Thank you for all of your help! You're awesome!
I was able to write a lexer and figure out how to plug it into Grammar-Kit. Is there a way to plug in my token constants into Grammar-Kit so that I can have their names auto-completed when writing the grammar? This would be an awesome feature if it's not already implemented.
I'm currently adding my custom JFlex lexer tokens via the parserImports directive, but it would be nice if there were some directive such as importTokens which would have the same formatting as parserImports (add the imports to the generated parser class), except with the additional behavior that (via reflection) all public static final fields of type IElementType are imported into the tokens directive behind the scenes, referenced via their field name.
Is there a way that I can affect the return value of FlexAdapter#getTokenText()?
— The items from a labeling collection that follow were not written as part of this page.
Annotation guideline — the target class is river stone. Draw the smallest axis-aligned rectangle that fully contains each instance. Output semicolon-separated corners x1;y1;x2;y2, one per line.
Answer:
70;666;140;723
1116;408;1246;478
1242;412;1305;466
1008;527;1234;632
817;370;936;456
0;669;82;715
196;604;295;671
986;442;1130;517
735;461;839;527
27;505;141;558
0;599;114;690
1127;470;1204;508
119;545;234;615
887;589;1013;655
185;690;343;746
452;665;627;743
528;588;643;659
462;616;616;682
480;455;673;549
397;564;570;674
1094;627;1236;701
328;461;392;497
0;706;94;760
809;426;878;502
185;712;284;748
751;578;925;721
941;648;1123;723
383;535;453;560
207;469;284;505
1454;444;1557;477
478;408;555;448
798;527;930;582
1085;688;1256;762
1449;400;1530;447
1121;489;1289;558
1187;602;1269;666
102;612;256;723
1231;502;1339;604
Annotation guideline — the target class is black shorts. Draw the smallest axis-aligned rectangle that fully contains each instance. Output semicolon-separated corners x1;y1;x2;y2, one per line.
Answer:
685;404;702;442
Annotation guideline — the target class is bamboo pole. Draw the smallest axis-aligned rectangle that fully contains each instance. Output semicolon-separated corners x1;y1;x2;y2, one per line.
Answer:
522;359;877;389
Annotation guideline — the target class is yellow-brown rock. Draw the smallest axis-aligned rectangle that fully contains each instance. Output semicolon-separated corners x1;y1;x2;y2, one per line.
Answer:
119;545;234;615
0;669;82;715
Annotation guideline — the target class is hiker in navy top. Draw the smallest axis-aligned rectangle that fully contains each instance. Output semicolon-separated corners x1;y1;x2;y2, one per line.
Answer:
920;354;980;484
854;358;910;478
I have been able to parse the strings and store a copy of their values myself (in some cases, using a regex is not possible), however I have no way to pass this along to the FlexAdapter, as it appears to use it's own buffer reference. Is the typical method to generate a IElementType subclass with a 'value' field and never use FlexAdapter#getTokenText() for these tokens? I have never seen an implementation where the Lexer cannot pass the token value to the consumer(s).
I have also seen implementations where users use PsiBuilder#getOriginalText() to retrieve the token text. However, with this method, I'll need to re-parse the token to strip unnecessary characters.
Collin: Did you get anywhere with affecting the return value of `FlexAdapter#getTokenText()`?
I'm struggling with the same problem as you describe here. I'm working with a LookAheadLexer that looks at existing defines and uses "pre-processor logic" to expand macros to underlying text and tokens. When I insert `IElement IDENTIFIERS` in the `LookAheadLexer`, then I need to associate these `IDENTIFIERS` with a generated text. My LookAheadLexer has all the information I need.
I don't know how to pass it along to other elements.
At the moment upper layer PSI Element end up with no text which causes issues around resolve etc.